Wall Street closed lower for the third day in a row on Thursday on a rise in jobless claims. The number of US workers filing new claims for unemployment benefits unexpectedly rose to nearly a six-month high, stoking ongoing fears about the weak labour market. Cisco Systems forecast sales below consensus, prompting several analysts to downgrade the stock. Besides, last month, 325,229 US properties got a notice of default, auction or bank repossession, RealtyTrac said in a report. The Dow fell 58 points (0.5%) to 10,319. The S&P 500 fell 5 points (0.5%) to 1,083. The Nasdaq fell 18 points (0.8%) to 2,190.
Germany's gross domestic product (GDP), adjusted for seasonal effects, rose 2.2% in the June quarter from the first quarter, when it had gained an upwardly revised 0.5% in Q1, the Federal Statistics Office in Wiesbaden said today.
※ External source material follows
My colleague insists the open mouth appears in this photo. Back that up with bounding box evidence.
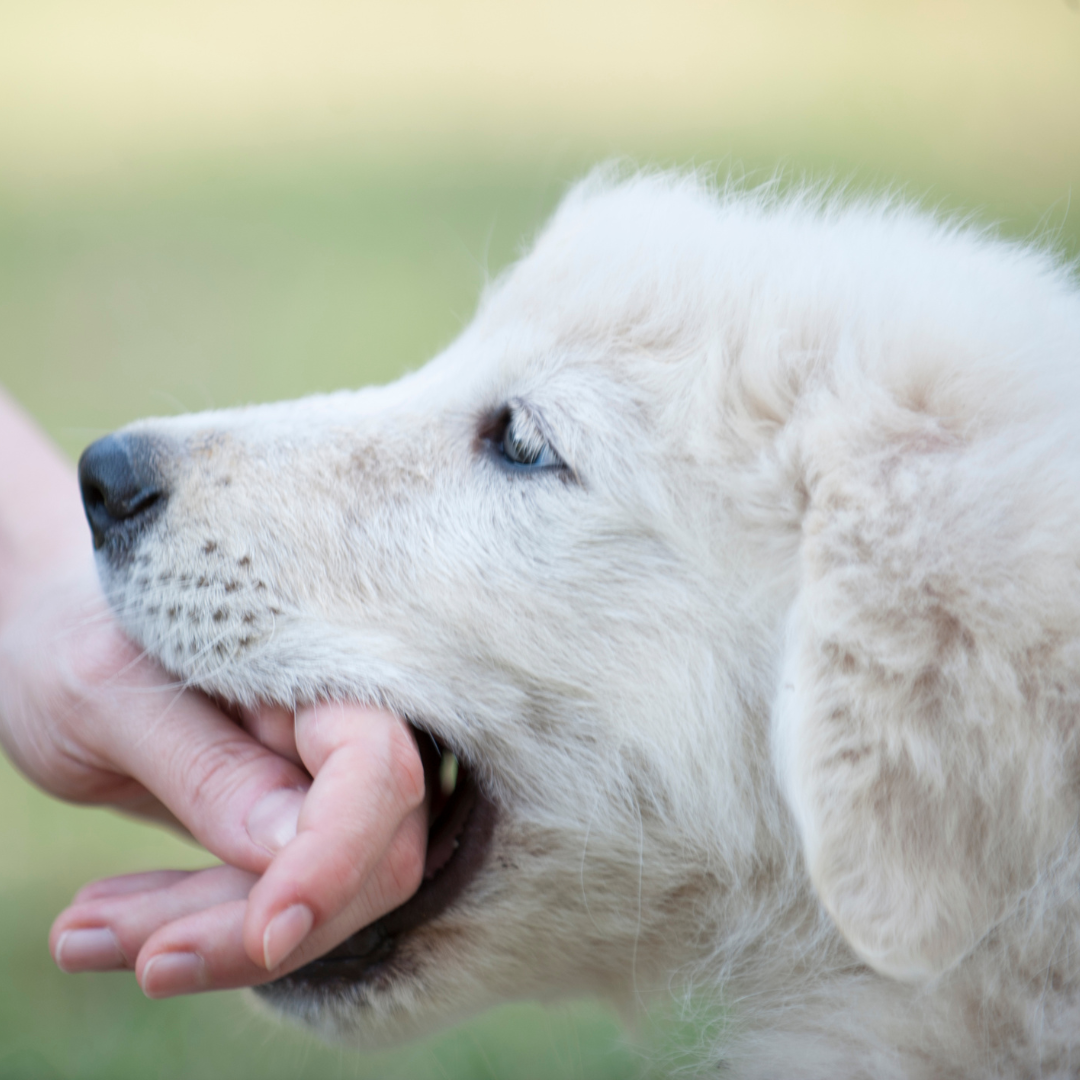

That's the fastest growth since records for a reunified Germany began in 1991.
Foreign institutional investors were net buyers of Rs218 crore in the equities segment on Thursday. Domestic institutional investors were net sellers of Rs656 crore on the same day.
Udaipur-based Bank of Rajasthan (BoR) today became part of the country's largest private sector lender ICICI Bank (up 1.2%) following the Reserve Bank of India (RBI) approval to merger proposal of the two lenders.
All 463 branches of BoR have started functioning as ICICI Bank's as per the directive of the RBI. With this, ICICI Bank will have a branch network of about 2,500 branches, by far the largest among private sector banks.
Global ratings agency Standard & Poor's (S&P) today raised Tata Motors' (down 0.6%) credit ratings to positive citing improved performance by auto maker's premium brands Jaguar Land Rover.
The upgrade to 'B+' from 'B' comes few days after Tata Motors clocked a consolidated net profit of Rs1,988.73 crore for the quarter ended 30th June on the back of strong sales in the domestic market and good show by Jaguar and Land Rover (JLR).
Subex Ltd (up 0.6%), a provider of operations and business support systems for communications service providers, along with key partner IBM India Pvt Ltd, has won a multi-million dollar contract from Idea Cellular Ltd.
Subex and IBM will implement Subex's ROC for interconnect billing for the telecom major. The solution will be implemented through IBM, who is Idea's strategic IT outsourcing partner.